Chapitre 61
Au bout de ce qui semble être une éternité, les cris de douleur cessent, remplacés par un silence presque assourdissant. L'air de la cabane est saturé d'une odeur de sang, le sol jonché des corps des brigands. Alexander se tient au milieu de ce chaos, son épée ensanglantée pendant mollement à son côté.
— Enora, sortez le temps que je nettoie tout ça, dit-il d'une voix étrangement plate, dénuée d'émotion.
Il me tourne le dos, refusant de me regarder, comme si croiser mon regard pouvait le condamner. Ses épaules sont légèrement affaissées sous le poids de ses actes, mais il reste immobile, comme figé dans le temps. Je m'approche timidement de lui et pose ma main contre son dos, lui apportant mon soutien silencieux. Il frissonne légèrement à mon contact, mais ne bouge pas, ses yeux toujours fixés sur le sol.
— Alexander... je murmure, ma voix à peine plus haute qu'un souffle.
Il ne répond pas, ses mâchoires serrées trahissant sa lutte contre ses démons.
— Je vais sortir, mais avant ça, laissez-moi vous dire à quel point je suis fière de vous. Vous avez fait ce qu'il fallait pour me protéger. Pour nous protéger.
Je prends une profonde inspiration, tentant de maîtriser mes propres émotions.

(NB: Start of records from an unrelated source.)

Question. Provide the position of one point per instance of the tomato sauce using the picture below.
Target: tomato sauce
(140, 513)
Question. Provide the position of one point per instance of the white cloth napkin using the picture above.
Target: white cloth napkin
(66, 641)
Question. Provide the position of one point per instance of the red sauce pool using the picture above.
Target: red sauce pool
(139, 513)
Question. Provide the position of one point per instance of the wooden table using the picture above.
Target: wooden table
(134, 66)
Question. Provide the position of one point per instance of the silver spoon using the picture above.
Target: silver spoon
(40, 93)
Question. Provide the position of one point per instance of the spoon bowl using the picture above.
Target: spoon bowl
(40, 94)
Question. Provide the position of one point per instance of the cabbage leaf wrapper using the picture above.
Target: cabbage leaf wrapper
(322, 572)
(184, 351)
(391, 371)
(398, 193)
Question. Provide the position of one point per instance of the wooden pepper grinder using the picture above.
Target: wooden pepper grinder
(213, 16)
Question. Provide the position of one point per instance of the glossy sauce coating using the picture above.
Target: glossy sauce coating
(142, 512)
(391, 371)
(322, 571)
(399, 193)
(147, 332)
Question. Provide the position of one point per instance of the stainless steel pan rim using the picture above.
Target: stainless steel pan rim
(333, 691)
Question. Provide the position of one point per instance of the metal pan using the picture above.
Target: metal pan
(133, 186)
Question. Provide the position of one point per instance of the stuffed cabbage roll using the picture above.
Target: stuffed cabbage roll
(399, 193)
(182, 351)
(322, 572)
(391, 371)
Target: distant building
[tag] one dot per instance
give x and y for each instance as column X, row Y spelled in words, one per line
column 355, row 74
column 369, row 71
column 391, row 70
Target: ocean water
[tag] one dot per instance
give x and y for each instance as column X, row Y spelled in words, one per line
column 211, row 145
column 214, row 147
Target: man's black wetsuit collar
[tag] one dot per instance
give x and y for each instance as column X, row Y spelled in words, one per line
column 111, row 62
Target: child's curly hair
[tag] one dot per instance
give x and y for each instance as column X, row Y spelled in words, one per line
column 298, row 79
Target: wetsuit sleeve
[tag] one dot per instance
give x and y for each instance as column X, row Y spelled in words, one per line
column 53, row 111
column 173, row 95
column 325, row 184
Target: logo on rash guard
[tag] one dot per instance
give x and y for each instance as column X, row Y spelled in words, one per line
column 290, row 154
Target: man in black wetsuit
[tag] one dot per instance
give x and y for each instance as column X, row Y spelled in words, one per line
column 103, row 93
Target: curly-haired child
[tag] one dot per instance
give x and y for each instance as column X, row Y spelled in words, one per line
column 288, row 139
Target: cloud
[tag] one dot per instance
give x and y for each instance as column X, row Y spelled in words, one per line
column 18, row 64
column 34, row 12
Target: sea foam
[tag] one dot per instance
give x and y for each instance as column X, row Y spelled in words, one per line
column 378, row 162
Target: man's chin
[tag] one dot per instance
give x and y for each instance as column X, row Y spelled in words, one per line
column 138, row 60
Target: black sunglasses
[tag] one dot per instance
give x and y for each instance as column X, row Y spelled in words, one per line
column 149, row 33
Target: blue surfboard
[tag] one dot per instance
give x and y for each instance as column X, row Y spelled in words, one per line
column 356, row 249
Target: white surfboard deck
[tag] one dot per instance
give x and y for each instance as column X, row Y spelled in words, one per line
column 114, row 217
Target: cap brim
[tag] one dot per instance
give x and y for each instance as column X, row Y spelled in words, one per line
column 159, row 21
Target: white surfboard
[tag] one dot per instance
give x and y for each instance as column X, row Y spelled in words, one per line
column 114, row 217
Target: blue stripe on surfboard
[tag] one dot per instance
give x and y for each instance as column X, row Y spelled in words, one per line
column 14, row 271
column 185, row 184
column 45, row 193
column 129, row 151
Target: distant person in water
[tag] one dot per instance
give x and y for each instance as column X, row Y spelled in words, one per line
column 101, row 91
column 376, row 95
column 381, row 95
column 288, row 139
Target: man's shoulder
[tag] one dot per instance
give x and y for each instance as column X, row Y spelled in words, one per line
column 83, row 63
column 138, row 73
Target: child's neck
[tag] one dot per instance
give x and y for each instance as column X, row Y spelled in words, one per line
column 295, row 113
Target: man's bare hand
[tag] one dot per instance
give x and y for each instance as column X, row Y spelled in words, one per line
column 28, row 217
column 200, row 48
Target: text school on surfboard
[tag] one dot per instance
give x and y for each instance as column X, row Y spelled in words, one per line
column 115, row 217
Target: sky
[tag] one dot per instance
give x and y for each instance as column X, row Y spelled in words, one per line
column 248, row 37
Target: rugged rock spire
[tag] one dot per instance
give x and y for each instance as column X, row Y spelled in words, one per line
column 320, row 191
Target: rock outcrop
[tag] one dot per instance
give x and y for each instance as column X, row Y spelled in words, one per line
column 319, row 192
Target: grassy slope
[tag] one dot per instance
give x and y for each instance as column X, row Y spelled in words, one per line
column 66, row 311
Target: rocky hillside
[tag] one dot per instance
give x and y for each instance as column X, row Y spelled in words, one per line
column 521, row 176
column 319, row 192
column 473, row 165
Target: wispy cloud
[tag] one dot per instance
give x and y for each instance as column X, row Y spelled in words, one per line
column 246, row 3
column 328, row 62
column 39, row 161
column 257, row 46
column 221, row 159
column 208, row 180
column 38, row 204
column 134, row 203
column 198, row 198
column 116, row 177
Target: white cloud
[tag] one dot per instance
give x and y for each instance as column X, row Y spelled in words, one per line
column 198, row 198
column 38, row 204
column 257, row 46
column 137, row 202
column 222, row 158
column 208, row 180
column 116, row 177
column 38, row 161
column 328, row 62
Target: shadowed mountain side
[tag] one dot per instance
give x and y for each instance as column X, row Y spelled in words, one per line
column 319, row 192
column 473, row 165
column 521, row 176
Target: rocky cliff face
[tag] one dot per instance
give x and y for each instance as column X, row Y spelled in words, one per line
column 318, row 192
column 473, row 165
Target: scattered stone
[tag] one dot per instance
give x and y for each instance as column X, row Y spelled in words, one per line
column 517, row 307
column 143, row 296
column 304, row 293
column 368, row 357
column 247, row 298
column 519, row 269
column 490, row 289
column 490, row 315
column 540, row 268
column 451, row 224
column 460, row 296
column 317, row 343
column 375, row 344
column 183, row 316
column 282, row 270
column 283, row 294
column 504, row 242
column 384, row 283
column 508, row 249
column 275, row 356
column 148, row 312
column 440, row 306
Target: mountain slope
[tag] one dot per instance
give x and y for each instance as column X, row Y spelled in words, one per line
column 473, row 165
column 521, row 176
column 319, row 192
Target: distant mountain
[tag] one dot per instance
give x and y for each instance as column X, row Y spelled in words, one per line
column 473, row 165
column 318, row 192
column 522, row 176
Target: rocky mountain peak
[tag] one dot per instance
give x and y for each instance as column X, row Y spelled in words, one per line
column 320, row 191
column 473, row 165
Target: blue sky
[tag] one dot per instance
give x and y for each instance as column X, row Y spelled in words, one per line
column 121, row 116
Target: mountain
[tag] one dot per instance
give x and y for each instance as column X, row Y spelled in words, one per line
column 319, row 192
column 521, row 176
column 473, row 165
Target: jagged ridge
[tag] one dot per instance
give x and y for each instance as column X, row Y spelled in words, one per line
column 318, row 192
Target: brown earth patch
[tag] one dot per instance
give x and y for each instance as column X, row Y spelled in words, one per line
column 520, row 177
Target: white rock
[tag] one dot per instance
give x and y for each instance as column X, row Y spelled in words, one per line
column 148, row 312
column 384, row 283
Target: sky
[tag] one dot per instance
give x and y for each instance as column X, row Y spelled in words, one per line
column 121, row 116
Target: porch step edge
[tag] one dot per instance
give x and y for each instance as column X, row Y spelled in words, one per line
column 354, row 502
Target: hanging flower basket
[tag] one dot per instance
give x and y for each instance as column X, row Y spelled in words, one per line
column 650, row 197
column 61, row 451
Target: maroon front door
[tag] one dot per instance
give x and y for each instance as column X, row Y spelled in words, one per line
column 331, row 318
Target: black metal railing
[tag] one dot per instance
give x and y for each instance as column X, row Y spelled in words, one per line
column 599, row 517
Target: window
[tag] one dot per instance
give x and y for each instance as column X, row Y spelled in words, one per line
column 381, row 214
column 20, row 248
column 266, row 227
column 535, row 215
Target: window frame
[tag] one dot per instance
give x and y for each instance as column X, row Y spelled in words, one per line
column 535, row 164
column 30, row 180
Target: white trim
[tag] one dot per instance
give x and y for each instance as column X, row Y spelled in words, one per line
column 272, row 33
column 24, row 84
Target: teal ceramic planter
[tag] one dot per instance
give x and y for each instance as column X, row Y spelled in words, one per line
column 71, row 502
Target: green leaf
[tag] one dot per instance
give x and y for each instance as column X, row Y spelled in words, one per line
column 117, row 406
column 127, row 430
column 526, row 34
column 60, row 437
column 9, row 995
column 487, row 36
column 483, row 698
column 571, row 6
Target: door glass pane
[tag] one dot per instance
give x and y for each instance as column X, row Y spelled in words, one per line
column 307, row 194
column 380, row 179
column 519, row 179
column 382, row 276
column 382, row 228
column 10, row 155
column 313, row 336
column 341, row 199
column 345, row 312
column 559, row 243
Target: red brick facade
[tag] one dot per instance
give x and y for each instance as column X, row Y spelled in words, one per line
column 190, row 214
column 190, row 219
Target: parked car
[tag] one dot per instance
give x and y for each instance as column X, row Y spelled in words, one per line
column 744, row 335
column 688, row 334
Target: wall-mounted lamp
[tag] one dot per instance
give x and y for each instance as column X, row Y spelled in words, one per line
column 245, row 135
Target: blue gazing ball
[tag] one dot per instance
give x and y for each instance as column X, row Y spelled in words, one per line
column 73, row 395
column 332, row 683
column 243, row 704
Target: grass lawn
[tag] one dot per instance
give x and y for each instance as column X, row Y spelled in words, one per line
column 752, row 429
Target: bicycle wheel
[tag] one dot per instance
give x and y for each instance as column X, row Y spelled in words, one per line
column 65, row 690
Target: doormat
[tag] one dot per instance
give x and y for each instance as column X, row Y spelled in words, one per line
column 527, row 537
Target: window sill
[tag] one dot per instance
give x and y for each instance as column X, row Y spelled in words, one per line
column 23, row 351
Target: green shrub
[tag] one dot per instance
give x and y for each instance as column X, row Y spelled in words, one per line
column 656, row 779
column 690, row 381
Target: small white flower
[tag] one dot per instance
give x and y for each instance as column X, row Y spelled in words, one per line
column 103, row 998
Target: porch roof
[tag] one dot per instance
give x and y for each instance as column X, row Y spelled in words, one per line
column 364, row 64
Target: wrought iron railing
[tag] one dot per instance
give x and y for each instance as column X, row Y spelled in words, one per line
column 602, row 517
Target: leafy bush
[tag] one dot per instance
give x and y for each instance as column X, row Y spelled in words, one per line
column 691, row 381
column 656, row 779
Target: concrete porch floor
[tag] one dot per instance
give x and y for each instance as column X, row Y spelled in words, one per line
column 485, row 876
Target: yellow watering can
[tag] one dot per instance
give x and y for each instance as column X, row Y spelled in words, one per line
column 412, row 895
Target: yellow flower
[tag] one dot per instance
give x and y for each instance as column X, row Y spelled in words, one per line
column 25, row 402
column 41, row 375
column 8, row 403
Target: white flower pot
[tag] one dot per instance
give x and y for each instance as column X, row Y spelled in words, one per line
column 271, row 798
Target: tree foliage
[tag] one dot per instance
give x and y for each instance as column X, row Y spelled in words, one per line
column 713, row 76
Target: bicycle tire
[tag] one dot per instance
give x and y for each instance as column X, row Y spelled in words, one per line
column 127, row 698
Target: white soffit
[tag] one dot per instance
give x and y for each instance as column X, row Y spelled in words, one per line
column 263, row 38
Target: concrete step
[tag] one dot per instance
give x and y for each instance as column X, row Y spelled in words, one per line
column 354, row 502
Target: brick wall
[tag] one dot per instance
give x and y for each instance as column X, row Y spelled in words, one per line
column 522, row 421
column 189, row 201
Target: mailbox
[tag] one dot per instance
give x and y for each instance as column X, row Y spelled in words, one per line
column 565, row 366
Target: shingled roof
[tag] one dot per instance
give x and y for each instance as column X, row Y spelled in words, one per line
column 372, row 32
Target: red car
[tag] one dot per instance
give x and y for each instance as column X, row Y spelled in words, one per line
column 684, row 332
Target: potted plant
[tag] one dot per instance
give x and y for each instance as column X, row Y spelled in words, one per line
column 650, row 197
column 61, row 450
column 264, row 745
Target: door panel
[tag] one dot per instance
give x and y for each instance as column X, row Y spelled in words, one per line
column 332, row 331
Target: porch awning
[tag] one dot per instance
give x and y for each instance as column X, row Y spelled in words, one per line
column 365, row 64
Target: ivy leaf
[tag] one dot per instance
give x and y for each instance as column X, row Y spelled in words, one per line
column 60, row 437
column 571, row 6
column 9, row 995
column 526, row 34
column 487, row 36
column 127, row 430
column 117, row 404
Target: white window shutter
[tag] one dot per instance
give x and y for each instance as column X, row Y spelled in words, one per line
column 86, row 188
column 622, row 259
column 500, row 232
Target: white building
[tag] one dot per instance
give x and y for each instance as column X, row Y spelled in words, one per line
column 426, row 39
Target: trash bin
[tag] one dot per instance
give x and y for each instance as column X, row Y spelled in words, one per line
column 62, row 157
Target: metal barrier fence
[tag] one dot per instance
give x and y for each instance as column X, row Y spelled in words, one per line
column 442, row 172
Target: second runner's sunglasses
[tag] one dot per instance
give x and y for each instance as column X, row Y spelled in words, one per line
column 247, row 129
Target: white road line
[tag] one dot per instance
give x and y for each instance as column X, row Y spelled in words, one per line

— Vous m'avez promis d'être mon épée face à l'adversité, et maintenant, c'est à mon tour de faire une promesse. À partir d'aujourd'hui, je serai votre bouclier, Alexander. Laissez-moi partager votre fardeau. Reposez-vous sur moi comme je me repose sur vous. Nous sommes une équipe, et ensemble, nous affronterons tout ce qui se dressera sur notre chemin.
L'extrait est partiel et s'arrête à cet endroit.